I spent a long time hating the South. I hated the music, I hated the incessant chirping of insects outside my window during the dry heat of the summer, and most of all, I hated the fact that the triple-meat Whataburger exists and that I could get it with a 72 oz. bottle of Sprite without a second look from the employee taking my order.

Anti-Southern language like this only gets worse the further you get into school. Somewhere along the way, discomfort with the pledge morphs into turning your nose up at trailer parks, and suddenly you find yourself in a college classroom arguing the South has nothing redeemable about it at all. This works for a little while … right? It’s refreshing to establish distance from this place. There is a level of control in being able to “transcend” the South, but the distance I try to put there has always been hollow.

I think there are so many things about the South that are valuable and worth giving the region a second glance for. Reducing Southern culture to a dramatized caricature erases the rich diversity and history that also exists here. Hating the same place I call home does not fix the problems that exist here — it only makes them worse.

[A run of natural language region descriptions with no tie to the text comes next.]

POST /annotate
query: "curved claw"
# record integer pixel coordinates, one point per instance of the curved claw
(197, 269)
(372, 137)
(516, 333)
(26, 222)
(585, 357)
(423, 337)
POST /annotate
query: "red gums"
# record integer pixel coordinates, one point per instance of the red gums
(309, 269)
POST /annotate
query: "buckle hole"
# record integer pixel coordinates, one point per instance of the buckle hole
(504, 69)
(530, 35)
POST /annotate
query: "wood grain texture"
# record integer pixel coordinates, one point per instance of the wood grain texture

I do see racism and sexism and extreme nationalism in the South, but there is also the work of Southern civil rights groups and grassroots political campaigns born out of a fierceness unique only to Southern upbringing. Women like Fannie Lou Hamer, Ruby Bridges and Diane Nash are all examples of Southern women who fought for Civil Rights in the heart of the South. I don’t think it’s a coincidence that Jane Roe from Roe v. Wade, the woman who provided so many people around the country bodily autonomy, was a Texan. I don’t think it’s an accident that today, the five women who are suing over life-threatening pregnancies are Texans. So much change is a product of Southern value in loyalty, hard work and determination.

Maybe this is just an overly hopeful look at the harsh reality of Southern ideology. I still walk by the “pro-life” tables and groups picketing on campus trying to pander their harmful agendas. But I can’t help but think about a famous quote from late author James Baldwin.

“I love America more than any other country in the world and, exactly for this reason, I insist on the right to criticize her perpetually,” Baldwin said.

Replace “America” with “the South” and you’ve got a succinct summary of the posture I think self-proclaimed anti-Southerners should have toward the place we call home. Sustainable, long-term change in the region can only happen when we accept the flaws of the system we live in and choose every day to make the South better for ourselves and the people around us.